Он не мог сдержать улыбки.
— Дорогая моя Джо, когда дело касается лично нас, то всегда все другое.
— О! Ты меня выводишь из себя! Такие, как ты… — Она остановилась.
— Да? — подбодрил ее Себастьян. — Такие, как я…
— Раньше ты таким не был. У тебя были идеи. А теперь…
— А теперь я погряз в деньгах. Я капиталист. Всем известно, какие капиталисты жадины.
— Не дури. Но все равно деньги душат людей.
— Да, отчасти это верно. Но все зависит от человека. Я согласен, что нищета благословенна. Выражаясь литературно, она — как навоз для сада. Но глупо говорить, что из-за своих денег я не могу прогнозировать будущее, тем более в том аспекте, как война отразится на государстве. Именно то, что у меня есть деньги, и дает мне возможность судить. Деньги и война накрепко связаны.
— Да, ты все меряешь деньгами, потому и говоришь, что войны будут всегда.

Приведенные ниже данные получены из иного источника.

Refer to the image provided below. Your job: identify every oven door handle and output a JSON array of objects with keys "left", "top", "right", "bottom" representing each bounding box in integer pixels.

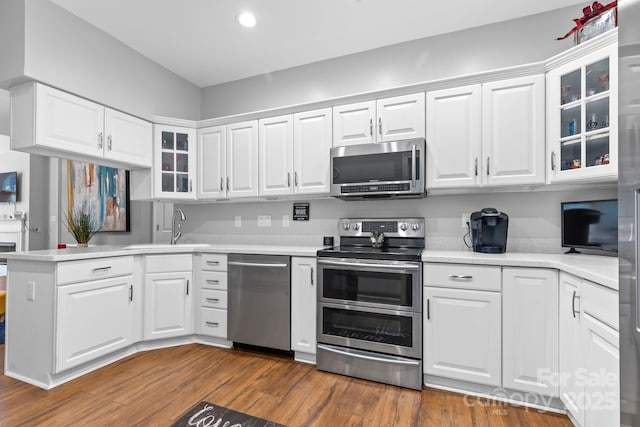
[
  {"left": 318, "top": 344, "right": 420, "bottom": 366},
  {"left": 318, "top": 260, "right": 420, "bottom": 270}
]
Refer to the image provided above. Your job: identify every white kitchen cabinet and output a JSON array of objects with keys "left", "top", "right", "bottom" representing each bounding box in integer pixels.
[
  {"left": 333, "top": 93, "right": 425, "bottom": 147},
  {"left": 426, "top": 75, "right": 545, "bottom": 189},
  {"left": 54, "top": 275, "right": 134, "bottom": 372},
  {"left": 195, "top": 254, "right": 228, "bottom": 339},
  {"left": 144, "top": 254, "right": 194, "bottom": 340},
  {"left": 423, "top": 287, "right": 502, "bottom": 386},
  {"left": 291, "top": 257, "right": 318, "bottom": 354},
  {"left": 258, "top": 108, "right": 331, "bottom": 197},
  {"left": 258, "top": 114, "right": 294, "bottom": 197},
  {"left": 558, "top": 272, "right": 585, "bottom": 426},
  {"left": 502, "top": 267, "right": 558, "bottom": 396},
  {"left": 426, "top": 85, "right": 482, "bottom": 188},
  {"left": 153, "top": 125, "right": 196, "bottom": 200},
  {"left": 11, "top": 82, "right": 153, "bottom": 168},
  {"left": 547, "top": 42, "right": 618, "bottom": 182}
]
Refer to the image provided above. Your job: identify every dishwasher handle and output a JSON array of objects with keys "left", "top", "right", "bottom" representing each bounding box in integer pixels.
[{"left": 227, "top": 261, "right": 289, "bottom": 268}]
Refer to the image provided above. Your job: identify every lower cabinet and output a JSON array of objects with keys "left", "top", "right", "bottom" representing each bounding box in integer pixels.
[
  {"left": 502, "top": 267, "right": 558, "bottom": 396},
  {"left": 54, "top": 276, "right": 134, "bottom": 373},
  {"left": 144, "top": 254, "right": 193, "bottom": 340},
  {"left": 291, "top": 257, "right": 317, "bottom": 354},
  {"left": 558, "top": 273, "right": 620, "bottom": 427}
]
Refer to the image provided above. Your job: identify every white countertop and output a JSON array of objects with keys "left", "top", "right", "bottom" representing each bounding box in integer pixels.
[
  {"left": 2, "top": 244, "right": 322, "bottom": 262},
  {"left": 422, "top": 249, "right": 618, "bottom": 290}
]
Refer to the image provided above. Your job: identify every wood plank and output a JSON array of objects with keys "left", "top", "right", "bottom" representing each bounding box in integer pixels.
[{"left": 0, "top": 344, "right": 572, "bottom": 427}]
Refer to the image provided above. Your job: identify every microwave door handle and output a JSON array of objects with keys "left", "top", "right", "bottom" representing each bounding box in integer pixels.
[{"left": 411, "top": 144, "right": 416, "bottom": 188}]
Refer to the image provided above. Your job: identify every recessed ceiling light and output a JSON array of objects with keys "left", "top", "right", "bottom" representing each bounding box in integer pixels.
[{"left": 236, "top": 12, "right": 256, "bottom": 28}]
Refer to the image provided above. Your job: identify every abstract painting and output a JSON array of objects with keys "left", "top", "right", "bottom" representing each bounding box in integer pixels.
[{"left": 67, "top": 160, "right": 130, "bottom": 231}]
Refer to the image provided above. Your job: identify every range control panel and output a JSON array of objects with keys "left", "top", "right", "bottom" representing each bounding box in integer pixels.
[{"left": 338, "top": 218, "right": 425, "bottom": 237}]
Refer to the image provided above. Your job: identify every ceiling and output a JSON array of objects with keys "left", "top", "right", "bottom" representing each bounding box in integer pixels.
[{"left": 51, "top": 0, "right": 585, "bottom": 87}]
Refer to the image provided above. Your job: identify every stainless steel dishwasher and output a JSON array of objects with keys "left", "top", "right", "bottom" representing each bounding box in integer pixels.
[{"left": 227, "top": 254, "right": 291, "bottom": 351}]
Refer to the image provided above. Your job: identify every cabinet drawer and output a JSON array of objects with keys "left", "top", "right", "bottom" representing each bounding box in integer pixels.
[
  {"left": 144, "top": 254, "right": 193, "bottom": 273},
  {"left": 58, "top": 256, "right": 133, "bottom": 285},
  {"left": 200, "top": 254, "right": 227, "bottom": 271},
  {"left": 580, "top": 280, "right": 620, "bottom": 331},
  {"left": 200, "top": 271, "right": 227, "bottom": 289},
  {"left": 423, "top": 263, "right": 502, "bottom": 291},
  {"left": 200, "top": 308, "right": 227, "bottom": 339},
  {"left": 200, "top": 289, "right": 227, "bottom": 309}
]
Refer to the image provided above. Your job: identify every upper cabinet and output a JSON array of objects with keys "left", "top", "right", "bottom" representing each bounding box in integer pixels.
[
  {"left": 11, "top": 82, "right": 153, "bottom": 168},
  {"left": 198, "top": 120, "right": 258, "bottom": 199},
  {"left": 333, "top": 93, "right": 425, "bottom": 147},
  {"left": 258, "top": 108, "right": 332, "bottom": 197},
  {"left": 426, "top": 75, "right": 545, "bottom": 188},
  {"left": 547, "top": 44, "right": 618, "bottom": 182}
]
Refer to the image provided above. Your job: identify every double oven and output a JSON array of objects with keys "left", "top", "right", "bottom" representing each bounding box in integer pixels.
[{"left": 317, "top": 218, "right": 424, "bottom": 390}]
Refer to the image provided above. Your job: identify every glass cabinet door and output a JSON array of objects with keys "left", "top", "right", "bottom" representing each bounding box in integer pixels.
[
  {"left": 161, "top": 130, "right": 190, "bottom": 193},
  {"left": 552, "top": 51, "right": 611, "bottom": 172}
]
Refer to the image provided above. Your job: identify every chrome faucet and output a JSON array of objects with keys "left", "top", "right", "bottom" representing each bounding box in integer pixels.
[{"left": 171, "top": 208, "right": 187, "bottom": 245}]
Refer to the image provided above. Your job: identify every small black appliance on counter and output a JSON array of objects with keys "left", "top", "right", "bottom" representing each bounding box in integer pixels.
[{"left": 469, "top": 208, "right": 509, "bottom": 254}]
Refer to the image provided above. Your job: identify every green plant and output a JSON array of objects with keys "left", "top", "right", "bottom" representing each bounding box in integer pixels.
[{"left": 65, "top": 205, "right": 99, "bottom": 244}]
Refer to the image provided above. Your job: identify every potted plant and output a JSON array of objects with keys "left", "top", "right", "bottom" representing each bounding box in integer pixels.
[{"left": 65, "top": 205, "right": 99, "bottom": 248}]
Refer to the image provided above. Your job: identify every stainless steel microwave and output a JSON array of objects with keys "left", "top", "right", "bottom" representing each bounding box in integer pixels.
[{"left": 331, "top": 138, "right": 426, "bottom": 200}]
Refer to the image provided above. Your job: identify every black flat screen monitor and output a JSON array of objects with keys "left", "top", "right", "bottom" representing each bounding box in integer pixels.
[
  {"left": 0, "top": 172, "right": 18, "bottom": 203},
  {"left": 561, "top": 199, "right": 618, "bottom": 253}
]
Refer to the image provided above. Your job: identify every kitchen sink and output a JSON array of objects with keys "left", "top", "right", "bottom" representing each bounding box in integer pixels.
[{"left": 125, "top": 243, "right": 210, "bottom": 249}]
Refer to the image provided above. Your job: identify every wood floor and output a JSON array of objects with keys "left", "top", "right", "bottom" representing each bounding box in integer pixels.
[{"left": 0, "top": 344, "right": 572, "bottom": 427}]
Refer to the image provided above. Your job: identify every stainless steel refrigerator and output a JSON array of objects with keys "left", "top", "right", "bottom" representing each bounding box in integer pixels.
[{"left": 618, "top": 0, "right": 640, "bottom": 426}]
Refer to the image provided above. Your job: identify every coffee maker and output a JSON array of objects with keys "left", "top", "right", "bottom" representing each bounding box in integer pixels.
[{"left": 469, "top": 208, "right": 509, "bottom": 254}]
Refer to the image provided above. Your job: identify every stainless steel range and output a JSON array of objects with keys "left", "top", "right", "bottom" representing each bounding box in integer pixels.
[{"left": 316, "top": 218, "right": 425, "bottom": 390}]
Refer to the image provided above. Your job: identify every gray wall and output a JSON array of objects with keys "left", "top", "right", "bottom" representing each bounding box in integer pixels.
[
  {"left": 19, "top": 0, "right": 201, "bottom": 119},
  {"left": 202, "top": 6, "right": 582, "bottom": 119}
]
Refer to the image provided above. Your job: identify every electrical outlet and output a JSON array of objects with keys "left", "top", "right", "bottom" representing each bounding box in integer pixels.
[
  {"left": 258, "top": 215, "right": 271, "bottom": 227},
  {"left": 27, "top": 282, "right": 36, "bottom": 301},
  {"left": 461, "top": 213, "right": 471, "bottom": 228}
]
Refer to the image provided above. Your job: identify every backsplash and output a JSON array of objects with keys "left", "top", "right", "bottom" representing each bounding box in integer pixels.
[{"left": 180, "top": 187, "right": 617, "bottom": 253}]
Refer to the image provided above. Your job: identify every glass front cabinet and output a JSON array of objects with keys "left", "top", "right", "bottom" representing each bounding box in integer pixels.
[
  {"left": 154, "top": 125, "right": 196, "bottom": 199},
  {"left": 547, "top": 44, "right": 618, "bottom": 182}
]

— Ничего подобного я не говорил. Я думаю, что войны будут упразднены. Лет через двести.
— Ага, признаешь, что наши идеалы чище твоих?
— С идеалами это никак не связано. Это скорее вопрос транспорта. Развитие коммерческих перелетов свяжет все страны воедино. Например, воздушный караван через Сахару по средам и субботам — как тебе? Это будет революция в торговле. Мир станет меньше. Со временем он превратится в единый народ, включающий отдельные страны. По времени пути он сократится до масштабов одной страны. Так называемое всемирное братство будет достигнуто не благодаря прекрасным идеям, а просто из соображений здравого смысла.
— О, Себастьян!
— Я тебя раздражаю, Джо, дорогая. Извини.
— Ты ни во что не веришь.
— Ну нет, это ты у нас атеистка. Хотя это слово вышло из моды. Мы теперь говорим, что верим в Нечто! Лично меня вполне устраивает Иегова. Но я тебя понял, и ты не права. Я верю в красоту, в творчество, в музыку Вернона. Я не вижу, как можно защитить их экономически, но я уверен, что это самое важное, что есть на свете. Иногда я даже готов потратить на них деньги. Представляешь, что это значит для еврея!
Джо невольно засмеялась.
— Себастьян, скажи честно, что такое «Принцесса в башне»?
— О, это что-то вроде разминки для гиганта: спектакль неубедительный, но масштаб грандиозный, не похожий ни на что.
— Думаешь, со временем…
— Уверен. Абсолютно уверен. Если только его не убьют на этой проклятой войне.
Джо поежилась.
— Это ужасно. Я работала в госпитале в Париже. Это надо видеть.
— Могу понять. Если его покалечат, это не конец, не то, что скрипач без руки. Нет, тело его они могут изуродовать, лишь бы он сохранил голову. Может, звучит жестоко, но ты меня понимаешь.